The impact of sports betting will continue to play a major role in the Indian gaming industry in 2020.

The NFL is on target to earn $2.3 billion annually from legal sports betting, according to the American Gaming Association (AGA). In addition, seven NFL teams currently have relationships with gaming operators and that number will continue to increase.

The Chickasaw Nation and WinStar Casino recently signed a deal with the Dallas Cowboys to become their official casino sponsor, the Green Bay Packers expanded their relationship with the Oneida Casino and the Buffalo Bills with Seneca Resorts and Casinos.

We can also expect to see more states to legalize sports betting. Currently, 13 states have passed full scale legalized sports betting with many more having recent bills passed or introduced to the state legislatures.  

Corruption, both internally and externally, have been raised as concerns as the sports betting market expands.

Outside of Nevada, this is “new business” for the U.S., and regulatory challenges will occur, including issues surrounding regulatory fees, Title 31/AML compliance, corruption and bribery, payment processing, identity theft (mobile betting) and banking considerations.
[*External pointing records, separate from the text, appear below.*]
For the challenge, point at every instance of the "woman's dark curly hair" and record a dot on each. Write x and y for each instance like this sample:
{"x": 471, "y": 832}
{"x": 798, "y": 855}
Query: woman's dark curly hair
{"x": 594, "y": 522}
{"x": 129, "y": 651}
Fortunately, regulators have a world of experience to draw upon, gleaning intelligence from jurisdictions around the globe where sports betting has been legal for decades. With regulated markets and proper resources, corruption should be less of a concern as it was in the past where anyone could bet illegally with bookies or online out of the U.S.
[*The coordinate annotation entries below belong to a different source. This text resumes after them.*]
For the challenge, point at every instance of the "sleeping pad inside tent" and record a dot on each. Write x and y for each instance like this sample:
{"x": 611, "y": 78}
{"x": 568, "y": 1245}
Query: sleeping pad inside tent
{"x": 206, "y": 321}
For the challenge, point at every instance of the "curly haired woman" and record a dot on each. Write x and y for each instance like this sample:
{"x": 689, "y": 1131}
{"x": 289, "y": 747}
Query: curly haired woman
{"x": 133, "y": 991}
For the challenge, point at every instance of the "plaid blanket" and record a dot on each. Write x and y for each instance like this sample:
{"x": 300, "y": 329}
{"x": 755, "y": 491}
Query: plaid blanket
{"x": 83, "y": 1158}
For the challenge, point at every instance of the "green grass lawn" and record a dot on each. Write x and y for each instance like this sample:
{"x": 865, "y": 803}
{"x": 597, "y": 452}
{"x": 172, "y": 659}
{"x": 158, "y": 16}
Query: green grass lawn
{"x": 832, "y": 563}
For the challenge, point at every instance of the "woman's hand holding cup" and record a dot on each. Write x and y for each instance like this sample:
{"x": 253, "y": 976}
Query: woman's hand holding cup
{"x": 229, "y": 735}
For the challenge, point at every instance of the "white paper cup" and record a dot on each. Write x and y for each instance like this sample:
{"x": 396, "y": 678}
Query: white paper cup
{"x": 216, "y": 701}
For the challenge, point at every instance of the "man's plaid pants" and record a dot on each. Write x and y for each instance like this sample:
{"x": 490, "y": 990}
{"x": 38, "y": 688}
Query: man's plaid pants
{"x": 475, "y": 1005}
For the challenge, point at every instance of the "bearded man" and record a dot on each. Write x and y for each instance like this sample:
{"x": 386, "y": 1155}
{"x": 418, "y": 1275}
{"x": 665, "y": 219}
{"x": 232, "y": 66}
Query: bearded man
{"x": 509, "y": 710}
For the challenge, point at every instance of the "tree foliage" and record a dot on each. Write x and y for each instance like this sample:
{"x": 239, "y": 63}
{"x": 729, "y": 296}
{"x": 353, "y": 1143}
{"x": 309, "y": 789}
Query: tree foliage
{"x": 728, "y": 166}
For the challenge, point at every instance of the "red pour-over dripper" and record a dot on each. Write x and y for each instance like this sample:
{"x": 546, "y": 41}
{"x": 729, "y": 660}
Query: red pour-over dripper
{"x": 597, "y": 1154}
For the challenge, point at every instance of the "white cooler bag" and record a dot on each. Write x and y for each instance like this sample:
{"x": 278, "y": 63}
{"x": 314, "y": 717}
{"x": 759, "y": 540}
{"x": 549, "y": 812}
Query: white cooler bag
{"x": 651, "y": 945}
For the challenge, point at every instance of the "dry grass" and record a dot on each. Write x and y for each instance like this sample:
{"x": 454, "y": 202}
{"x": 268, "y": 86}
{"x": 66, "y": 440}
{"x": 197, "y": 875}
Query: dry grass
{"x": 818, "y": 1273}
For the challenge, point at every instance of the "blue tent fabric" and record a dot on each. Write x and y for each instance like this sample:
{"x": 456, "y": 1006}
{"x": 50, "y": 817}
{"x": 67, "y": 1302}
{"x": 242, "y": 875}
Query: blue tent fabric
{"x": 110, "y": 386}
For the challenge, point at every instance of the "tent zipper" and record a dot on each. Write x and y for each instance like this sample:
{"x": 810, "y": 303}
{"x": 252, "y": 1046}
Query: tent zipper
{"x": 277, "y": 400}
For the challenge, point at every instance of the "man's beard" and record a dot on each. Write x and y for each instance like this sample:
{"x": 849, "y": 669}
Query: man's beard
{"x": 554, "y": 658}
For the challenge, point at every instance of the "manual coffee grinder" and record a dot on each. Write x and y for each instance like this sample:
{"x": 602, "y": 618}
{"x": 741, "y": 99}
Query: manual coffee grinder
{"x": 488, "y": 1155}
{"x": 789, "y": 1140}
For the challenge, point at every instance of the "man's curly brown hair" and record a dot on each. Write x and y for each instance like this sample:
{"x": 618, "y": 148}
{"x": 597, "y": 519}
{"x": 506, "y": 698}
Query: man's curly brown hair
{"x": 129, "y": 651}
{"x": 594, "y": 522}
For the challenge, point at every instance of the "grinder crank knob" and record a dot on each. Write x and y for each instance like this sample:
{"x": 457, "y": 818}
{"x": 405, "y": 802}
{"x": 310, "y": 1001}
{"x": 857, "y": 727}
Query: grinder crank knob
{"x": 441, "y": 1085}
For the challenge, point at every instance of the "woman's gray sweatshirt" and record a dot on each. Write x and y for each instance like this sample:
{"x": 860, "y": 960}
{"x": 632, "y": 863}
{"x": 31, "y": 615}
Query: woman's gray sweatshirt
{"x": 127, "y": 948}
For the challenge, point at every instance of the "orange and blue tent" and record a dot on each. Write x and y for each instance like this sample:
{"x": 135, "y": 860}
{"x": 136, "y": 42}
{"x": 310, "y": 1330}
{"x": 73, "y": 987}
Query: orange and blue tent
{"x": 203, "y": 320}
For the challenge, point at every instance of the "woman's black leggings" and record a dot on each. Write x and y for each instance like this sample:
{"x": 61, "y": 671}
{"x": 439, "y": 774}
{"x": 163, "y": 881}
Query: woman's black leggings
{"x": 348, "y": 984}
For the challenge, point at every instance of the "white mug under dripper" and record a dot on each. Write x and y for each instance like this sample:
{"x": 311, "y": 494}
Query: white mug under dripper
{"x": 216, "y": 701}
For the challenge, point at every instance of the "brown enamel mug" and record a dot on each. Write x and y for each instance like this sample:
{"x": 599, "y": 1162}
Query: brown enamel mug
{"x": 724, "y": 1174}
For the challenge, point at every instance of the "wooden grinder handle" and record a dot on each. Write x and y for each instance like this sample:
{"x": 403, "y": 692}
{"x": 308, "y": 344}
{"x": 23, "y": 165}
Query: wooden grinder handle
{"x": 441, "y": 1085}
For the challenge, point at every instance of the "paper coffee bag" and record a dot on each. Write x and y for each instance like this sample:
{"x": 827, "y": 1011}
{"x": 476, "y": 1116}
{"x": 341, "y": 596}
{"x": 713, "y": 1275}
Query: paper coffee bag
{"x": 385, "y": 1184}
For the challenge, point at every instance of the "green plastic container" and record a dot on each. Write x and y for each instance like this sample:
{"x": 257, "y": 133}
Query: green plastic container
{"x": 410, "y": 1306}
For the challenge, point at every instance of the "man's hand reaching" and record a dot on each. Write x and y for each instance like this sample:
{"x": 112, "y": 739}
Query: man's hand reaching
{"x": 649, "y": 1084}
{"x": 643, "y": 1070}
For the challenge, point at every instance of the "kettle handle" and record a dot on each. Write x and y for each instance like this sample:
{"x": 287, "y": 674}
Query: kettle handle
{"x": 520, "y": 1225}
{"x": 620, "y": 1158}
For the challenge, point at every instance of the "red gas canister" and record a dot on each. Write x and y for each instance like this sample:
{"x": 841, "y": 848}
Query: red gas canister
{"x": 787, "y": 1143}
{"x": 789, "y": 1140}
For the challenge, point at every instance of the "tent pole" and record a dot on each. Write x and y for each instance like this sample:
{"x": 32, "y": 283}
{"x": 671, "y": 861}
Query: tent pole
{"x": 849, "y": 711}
You can also expect 2020 to be a busy year for accountants with the new changes related to lease accounting, GASB 87, that will be effective after Dec. 15, 2019. This new lease standard fundamentally alters lease accounting for tribal entities.

Depending on the type of leases at your facility, this could have a serious financial statement impact.
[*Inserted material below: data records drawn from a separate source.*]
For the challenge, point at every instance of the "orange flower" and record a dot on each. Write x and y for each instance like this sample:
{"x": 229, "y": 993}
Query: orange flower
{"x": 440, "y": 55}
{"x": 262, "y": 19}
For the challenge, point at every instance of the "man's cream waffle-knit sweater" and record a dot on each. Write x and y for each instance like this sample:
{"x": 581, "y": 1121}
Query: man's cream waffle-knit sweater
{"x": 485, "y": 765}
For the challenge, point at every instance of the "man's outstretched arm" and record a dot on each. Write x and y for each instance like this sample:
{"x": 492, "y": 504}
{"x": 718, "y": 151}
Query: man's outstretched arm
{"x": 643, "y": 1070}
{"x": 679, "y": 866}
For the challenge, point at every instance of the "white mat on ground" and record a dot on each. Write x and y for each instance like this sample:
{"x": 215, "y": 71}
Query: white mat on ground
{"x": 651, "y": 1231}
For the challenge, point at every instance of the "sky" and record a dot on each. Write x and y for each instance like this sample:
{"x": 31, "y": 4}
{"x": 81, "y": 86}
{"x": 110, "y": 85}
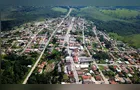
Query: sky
{"x": 69, "y": 2}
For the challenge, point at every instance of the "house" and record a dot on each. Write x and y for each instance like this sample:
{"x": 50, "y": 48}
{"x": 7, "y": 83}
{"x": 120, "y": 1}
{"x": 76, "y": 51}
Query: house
{"x": 94, "y": 68}
{"x": 75, "y": 58}
{"x": 85, "y": 59}
{"x": 29, "y": 66}
{"x": 127, "y": 80}
{"x": 84, "y": 65}
{"x": 40, "y": 71}
{"x": 113, "y": 82}
{"x": 98, "y": 78}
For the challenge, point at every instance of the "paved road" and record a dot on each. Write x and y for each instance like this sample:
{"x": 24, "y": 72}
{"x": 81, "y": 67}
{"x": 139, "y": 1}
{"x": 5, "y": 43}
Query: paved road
{"x": 68, "y": 31}
{"x": 31, "y": 41}
{"x": 97, "y": 38}
{"x": 71, "y": 59}
{"x": 29, "y": 74}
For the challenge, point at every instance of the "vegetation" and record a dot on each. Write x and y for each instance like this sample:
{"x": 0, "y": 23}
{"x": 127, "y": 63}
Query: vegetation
{"x": 59, "y": 9}
{"x": 15, "y": 68}
{"x": 132, "y": 40}
{"x": 122, "y": 13}
{"x": 16, "y": 16}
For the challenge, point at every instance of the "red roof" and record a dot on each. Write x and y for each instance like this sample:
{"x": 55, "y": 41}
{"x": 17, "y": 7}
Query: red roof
{"x": 98, "y": 77}
{"x": 113, "y": 82}
{"x": 75, "y": 58}
{"x": 94, "y": 68}
{"x": 86, "y": 77}
{"x": 115, "y": 67}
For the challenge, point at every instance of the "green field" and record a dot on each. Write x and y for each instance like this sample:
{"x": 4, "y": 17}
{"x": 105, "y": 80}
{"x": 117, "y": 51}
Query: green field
{"x": 132, "y": 40}
{"x": 122, "y": 13}
{"x": 93, "y": 12}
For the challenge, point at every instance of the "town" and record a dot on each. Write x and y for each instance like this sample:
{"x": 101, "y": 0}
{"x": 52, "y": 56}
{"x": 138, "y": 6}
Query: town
{"x": 74, "y": 50}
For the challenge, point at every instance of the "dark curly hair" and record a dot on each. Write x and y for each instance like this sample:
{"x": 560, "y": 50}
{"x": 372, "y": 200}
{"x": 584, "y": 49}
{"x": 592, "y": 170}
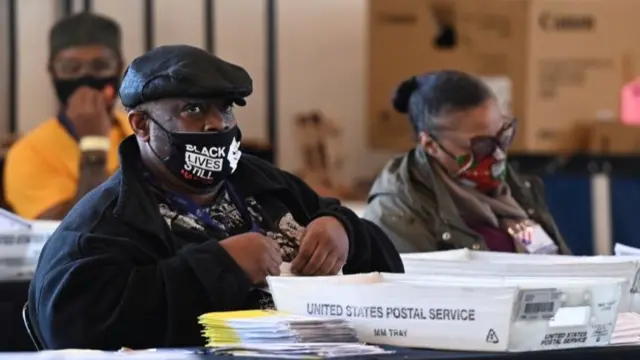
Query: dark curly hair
{"x": 428, "y": 96}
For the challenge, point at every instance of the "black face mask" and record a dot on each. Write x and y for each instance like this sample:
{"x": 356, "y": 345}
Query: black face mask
{"x": 202, "y": 160}
{"x": 66, "y": 88}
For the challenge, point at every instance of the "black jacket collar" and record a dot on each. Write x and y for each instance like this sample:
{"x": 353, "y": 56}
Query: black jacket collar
{"x": 137, "y": 206}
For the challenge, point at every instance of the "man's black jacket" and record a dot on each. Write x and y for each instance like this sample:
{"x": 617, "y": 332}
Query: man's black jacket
{"x": 113, "y": 274}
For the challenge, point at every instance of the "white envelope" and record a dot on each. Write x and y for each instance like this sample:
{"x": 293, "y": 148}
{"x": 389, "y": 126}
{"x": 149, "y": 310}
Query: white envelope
{"x": 20, "y": 249}
{"x": 472, "y": 313}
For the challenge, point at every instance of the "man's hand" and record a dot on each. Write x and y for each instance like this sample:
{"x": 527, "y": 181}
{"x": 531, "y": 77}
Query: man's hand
{"x": 324, "y": 247}
{"x": 258, "y": 255}
{"x": 87, "y": 109}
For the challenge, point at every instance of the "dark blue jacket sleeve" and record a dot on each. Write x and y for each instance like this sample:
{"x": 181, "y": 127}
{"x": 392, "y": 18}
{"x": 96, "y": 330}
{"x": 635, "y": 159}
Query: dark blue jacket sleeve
{"x": 101, "y": 292}
{"x": 369, "y": 247}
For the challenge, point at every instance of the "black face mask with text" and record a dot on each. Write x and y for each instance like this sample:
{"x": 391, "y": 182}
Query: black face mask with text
{"x": 66, "y": 88}
{"x": 202, "y": 160}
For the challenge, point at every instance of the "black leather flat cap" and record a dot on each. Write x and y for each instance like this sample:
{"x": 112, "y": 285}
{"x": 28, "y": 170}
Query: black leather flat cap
{"x": 182, "y": 71}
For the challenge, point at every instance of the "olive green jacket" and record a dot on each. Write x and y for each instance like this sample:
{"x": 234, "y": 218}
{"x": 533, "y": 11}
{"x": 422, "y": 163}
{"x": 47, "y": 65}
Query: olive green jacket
{"x": 412, "y": 205}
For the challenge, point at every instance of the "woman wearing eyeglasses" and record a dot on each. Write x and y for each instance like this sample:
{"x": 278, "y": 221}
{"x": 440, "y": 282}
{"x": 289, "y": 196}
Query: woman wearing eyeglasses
{"x": 454, "y": 189}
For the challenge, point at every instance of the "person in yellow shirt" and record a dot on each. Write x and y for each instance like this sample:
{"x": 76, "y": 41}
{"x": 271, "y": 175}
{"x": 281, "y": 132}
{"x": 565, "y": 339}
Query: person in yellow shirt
{"x": 61, "y": 160}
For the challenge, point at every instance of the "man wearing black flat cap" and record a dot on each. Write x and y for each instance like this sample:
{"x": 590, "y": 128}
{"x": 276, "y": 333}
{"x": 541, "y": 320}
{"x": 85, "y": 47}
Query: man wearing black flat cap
{"x": 188, "y": 225}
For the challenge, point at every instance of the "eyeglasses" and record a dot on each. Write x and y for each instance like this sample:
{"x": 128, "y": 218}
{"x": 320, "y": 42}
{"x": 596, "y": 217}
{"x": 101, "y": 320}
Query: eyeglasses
{"x": 484, "y": 146}
{"x": 71, "y": 68}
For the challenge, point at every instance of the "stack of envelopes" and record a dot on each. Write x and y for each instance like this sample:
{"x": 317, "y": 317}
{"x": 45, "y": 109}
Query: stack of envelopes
{"x": 271, "y": 327}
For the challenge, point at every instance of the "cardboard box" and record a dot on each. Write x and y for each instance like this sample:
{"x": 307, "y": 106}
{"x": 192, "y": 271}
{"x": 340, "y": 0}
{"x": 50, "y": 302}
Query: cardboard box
{"x": 320, "y": 144}
{"x": 550, "y": 61}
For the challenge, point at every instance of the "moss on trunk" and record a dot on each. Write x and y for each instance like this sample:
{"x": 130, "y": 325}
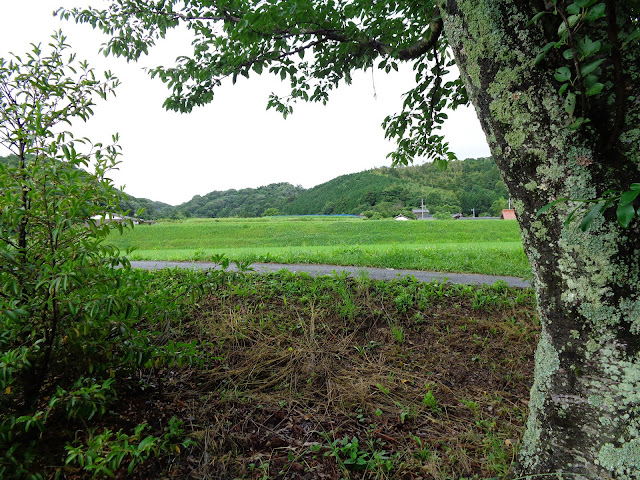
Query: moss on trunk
{"x": 585, "y": 405}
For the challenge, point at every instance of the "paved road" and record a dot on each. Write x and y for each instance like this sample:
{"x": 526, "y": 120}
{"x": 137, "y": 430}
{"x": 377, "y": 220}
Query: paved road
{"x": 376, "y": 273}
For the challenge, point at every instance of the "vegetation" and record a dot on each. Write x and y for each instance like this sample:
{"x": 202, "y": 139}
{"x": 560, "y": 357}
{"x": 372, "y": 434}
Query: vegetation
{"x": 490, "y": 246}
{"x": 469, "y": 186}
{"x": 286, "y": 375}
{"x": 556, "y": 87}
{"x": 70, "y": 312}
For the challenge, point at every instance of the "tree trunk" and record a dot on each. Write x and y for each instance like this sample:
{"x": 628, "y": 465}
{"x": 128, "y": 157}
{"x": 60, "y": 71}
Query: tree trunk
{"x": 584, "y": 418}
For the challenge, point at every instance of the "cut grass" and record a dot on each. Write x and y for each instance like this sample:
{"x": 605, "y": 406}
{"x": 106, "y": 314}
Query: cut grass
{"x": 311, "y": 381}
{"x": 492, "y": 246}
{"x": 325, "y": 377}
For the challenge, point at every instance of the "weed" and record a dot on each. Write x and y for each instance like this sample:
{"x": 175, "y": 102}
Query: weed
{"x": 398, "y": 333}
{"x": 430, "y": 401}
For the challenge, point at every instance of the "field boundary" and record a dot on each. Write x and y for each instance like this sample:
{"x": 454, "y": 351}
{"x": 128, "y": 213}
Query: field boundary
{"x": 371, "y": 272}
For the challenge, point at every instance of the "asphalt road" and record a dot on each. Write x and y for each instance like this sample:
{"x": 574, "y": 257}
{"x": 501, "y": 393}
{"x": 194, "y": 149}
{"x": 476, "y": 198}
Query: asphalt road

It will be important for leadership to understand possible accounting impact of changes of key stakeholders from debt covenants, operational ratios, profitability that distribution may be tied to and note disclosures. The analysis will be key and should involve compiling all your leases, establish the terms of each lease, calculate the value of the asset or liability related to the lease and review the related journal entries.